Amenorreia Primária: Diagnóstico de Disgenesia Gonadal Pura

UNAERP - Universidade de Ribeirão Preto (SP) — Prova 2019

Enunciado

Mãe comparece com filha de 17 anos que nunca menstruou. A menina não apresenta desenvolvimento puberal (P1, M1 de Tanner), porém tem estatura normal para a idade. Não apresenta estigmas somáticos sindrômicos. Os exames hormonais evidenciaram FSH e LH elevados, porém estradiol baixo. O diagnóstico mais provável nesse caso é 

Alternativas

  1. A) síndrome de Insensibilidade androgênica,
  2. B) síndrome dos Ovários Micropolicísticos (SOMP). 
  3. C) disgenesia gonadal pura (46, XX ou 46, XY). 
  4. D) disgenesia gonado-somática (45,X0). 
  5. E) síndrome de Rokitansky. 

Pérola Clínica

Amenorreia primária + FSH/LH ↑ + Estradiol ↓ + Estatura normal = Disgenesia gonadal pura (46, XX ou 46, XY).

Resumo-Chave

A amenorreia primária com FSH e LH elevados e estradiol baixo indica falência gonadal hipergonadotrófica. A ausência de estigmas sindrômicos e estatura normal, em contraste com a Síndrome de Turner (45,X0), aponta para disgenesia gonadal pura (cariótipo 46,XX ou 46,XY), onde as gônadas não se desenvolvem adequadamente.

Contexto Educacional

A amenorreia primária é definida pela ausência de menarca aos 16 anos com desenvolvimento de caracteres sexuais secundários, ou aos 14 anos sem desenvolvimento. É um sinal de disfunção do eixo hipotálamo-hipófise-gonadal ou de anomalias anatômicas, exigindo investigação detalhada para identificar a causa subjacente.
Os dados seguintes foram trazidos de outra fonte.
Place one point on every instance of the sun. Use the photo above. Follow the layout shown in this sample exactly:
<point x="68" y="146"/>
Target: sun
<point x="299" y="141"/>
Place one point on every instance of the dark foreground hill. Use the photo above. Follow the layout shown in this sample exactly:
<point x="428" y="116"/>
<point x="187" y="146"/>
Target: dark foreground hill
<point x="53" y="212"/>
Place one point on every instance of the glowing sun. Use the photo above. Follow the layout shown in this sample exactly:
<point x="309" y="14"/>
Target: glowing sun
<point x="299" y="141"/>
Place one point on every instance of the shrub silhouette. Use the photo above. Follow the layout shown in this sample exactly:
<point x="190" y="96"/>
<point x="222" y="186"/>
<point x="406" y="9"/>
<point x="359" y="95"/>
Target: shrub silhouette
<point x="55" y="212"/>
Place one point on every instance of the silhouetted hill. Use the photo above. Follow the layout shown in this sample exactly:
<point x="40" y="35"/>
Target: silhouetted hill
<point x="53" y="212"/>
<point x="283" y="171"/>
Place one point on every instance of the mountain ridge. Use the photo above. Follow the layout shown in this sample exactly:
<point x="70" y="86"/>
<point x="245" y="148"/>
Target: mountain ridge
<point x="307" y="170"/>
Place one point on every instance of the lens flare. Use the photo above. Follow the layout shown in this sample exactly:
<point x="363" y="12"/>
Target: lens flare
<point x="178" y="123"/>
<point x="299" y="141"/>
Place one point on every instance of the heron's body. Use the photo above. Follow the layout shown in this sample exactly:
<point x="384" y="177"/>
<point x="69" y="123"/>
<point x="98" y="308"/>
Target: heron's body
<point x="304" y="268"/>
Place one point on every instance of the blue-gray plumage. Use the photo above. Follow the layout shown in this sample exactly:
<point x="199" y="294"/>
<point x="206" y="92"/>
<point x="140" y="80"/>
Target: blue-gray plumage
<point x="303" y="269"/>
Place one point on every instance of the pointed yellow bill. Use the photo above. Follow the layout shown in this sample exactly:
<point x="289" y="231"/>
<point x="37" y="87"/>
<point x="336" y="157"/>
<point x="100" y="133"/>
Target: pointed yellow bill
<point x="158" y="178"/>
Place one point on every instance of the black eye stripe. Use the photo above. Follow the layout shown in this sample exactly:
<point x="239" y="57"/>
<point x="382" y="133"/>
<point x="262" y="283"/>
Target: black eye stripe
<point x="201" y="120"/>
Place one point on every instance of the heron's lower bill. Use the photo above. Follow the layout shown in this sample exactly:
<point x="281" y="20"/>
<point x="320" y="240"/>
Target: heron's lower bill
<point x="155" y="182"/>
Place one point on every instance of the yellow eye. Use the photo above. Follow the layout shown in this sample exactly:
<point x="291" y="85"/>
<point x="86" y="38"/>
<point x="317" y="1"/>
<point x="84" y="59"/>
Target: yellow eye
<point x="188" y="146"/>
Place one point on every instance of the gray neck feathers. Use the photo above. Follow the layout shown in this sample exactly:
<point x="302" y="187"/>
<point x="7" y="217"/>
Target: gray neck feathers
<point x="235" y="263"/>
O caso clínico apresenta amenorreia primária com atraso puberal completo (P1, M1), estatura normal e ausência de estigmas sindrômicos. Os exames hormonais revelam FSH e LH elevados e estradiol baixo, um padrão de falência gonadal hipergonadotrófica. Essa combinação é altamente sugestiva de disgenesia gonadal pura, onde as gônadas não se desenvolvem adequadamente, resultando em ausência de produção hormonal e falha na indução da puberdade. A disgenesia gonadal pura pode ter cariótipo 46,XX ou 46,XY. O cariótipo 46,XY, em particular, confere risco de desenvolvimento de gonadoblastoma, necessitando de gonadectomia profilática. O tratamento envolve reposição hormonal para indução de caracteres sexuais secundários e manutenção da saúde óssea, além de aconselhamento genético e psicológico.

Perguntas Frequentes

Quais são os achados hormonais característicos da disgenesia gonadal pura?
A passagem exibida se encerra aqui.